216. «Cercate la pace con tutti e la santificazione, senza la quale nessuno vedrà mai il Signore; vigilate perché nessuno si privi della grazia di Dio» (Eb 12, 14-15). L’eloquente esortazione dell’autore della Lettera agli Ebrei mentre invita alla fede perseverante guardando agli antenati e in maniera più completa ed efficace a Cristo, invita a considerare la correzione inflitta da Dio come addestramento alla pace ed alla giustizia. Essa genera sofferenza e tristezza, ma poi arreca frutti salutari. Si coglie l’eco della predicazione di Paolo nel perseguire la pace con tutti e la beatitudine del Maestro riservata ai pacificatori. La santificazione deve diventare l’obiettivo della vita cristiana, cercata di continuo per la sua natura di veicolo della visione beatifica di Dio. Questa si realizza con la purezza di vita e di cuore, frutto di un impegno diuturno di purificazione, unito ad una vigilanza personale ed altruista che fa guardare al bene degli altri come al proprio, per la grazia ed il servizio amorevole.
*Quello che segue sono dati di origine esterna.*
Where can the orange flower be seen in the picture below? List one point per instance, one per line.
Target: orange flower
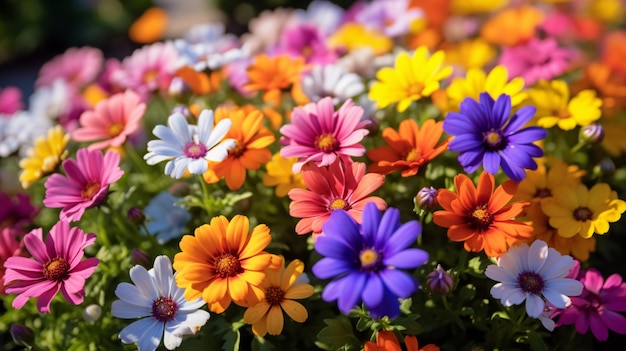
(387, 341)
(280, 288)
(274, 75)
(482, 217)
(223, 263)
(250, 151)
(409, 148)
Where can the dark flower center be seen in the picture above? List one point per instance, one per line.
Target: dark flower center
(583, 214)
(193, 150)
(326, 142)
(480, 217)
(57, 269)
(274, 295)
(227, 265)
(530, 282)
(164, 309)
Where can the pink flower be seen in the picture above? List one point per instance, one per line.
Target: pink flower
(86, 185)
(113, 119)
(9, 247)
(10, 101)
(77, 66)
(342, 186)
(148, 69)
(536, 59)
(598, 306)
(317, 133)
(55, 265)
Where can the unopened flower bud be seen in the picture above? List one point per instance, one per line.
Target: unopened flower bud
(591, 134)
(22, 335)
(92, 313)
(439, 281)
(426, 198)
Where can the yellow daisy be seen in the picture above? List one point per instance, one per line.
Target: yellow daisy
(44, 157)
(280, 288)
(410, 79)
(581, 211)
(554, 106)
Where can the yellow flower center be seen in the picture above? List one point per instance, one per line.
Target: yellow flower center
(274, 295)
(326, 142)
(90, 190)
(227, 265)
(56, 269)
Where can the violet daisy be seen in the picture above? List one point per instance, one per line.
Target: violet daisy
(366, 261)
(56, 265)
(85, 184)
(535, 274)
(188, 147)
(320, 134)
(485, 133)
(161, 305)
(598, 307)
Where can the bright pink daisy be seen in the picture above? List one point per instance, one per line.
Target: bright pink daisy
(76, 66)
(56, 265)
(148, 69)
(113, 120)
(341, 185)
(86, 184)
(320, 134)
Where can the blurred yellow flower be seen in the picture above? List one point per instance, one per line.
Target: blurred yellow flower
(410, 79)
(44, 157)
(554, 106)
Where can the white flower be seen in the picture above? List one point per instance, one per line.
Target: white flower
(162, 306)
(331, 80)
(188, 147)
(533, 274)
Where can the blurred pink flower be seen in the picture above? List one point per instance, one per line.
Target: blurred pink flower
(113, 120)
(86, 184)
(77, 66)
(56, 265)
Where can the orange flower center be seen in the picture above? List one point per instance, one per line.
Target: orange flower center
(56, 269)
(326, 142)
(90, 190)
(227, 265)
(583, 214)
(481, 218)
(274, 295)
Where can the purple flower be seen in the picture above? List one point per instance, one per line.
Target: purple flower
(366, 261)
(486, 133)
(598, 306)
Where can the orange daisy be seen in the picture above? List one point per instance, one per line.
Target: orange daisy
(250, 151)
(223, 262)
(409, 148)
(274, 75)
(482, 217)
(280, 288)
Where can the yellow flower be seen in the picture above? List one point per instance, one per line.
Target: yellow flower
(581, 211)
(44, 156)
(476, 81)
(280, 288)
(280, 174)
(554, 106)
(411, 79)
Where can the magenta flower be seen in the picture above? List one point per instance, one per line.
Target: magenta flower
(536, 59)
(76, 66)
(320, 134)
(56, 265)
(86, 184)
(598, 307)
(112, 121)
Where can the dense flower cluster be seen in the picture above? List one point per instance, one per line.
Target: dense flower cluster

Un esempio luminoso viene da S. Biagio, vescovo e martire morto intorno al 316, uno dei quattordici santi ausiliatori, invocati per la guarigione di mali particolari. La notorietà e la devozione verso il santo vescovo di Sebaste in Armenia, è determinato principalmente da un miracolo da lui compiuto mentre era in carcere a causa della fede: la guarigione di un ragazzo da una lisca di pesce che si era conficcata nella trachea. Tuttora è invocato come santo che «libera dal mal di gola e da qualunque altro male». A suo ricordo si compie la benedizione della gola adoperando due candele benedette il giorno della Candelora, che, disposte a forma di croce con un nastrino, toccano il collo. Auguri vivissimi a chi porta il nome di Biagio. P. Angelo Sardone

XXV Giornata mondiale della vita consacrata

215. «Luce per illuminare le genti e gloria del tuo popolo Israele» (Lc 2,32).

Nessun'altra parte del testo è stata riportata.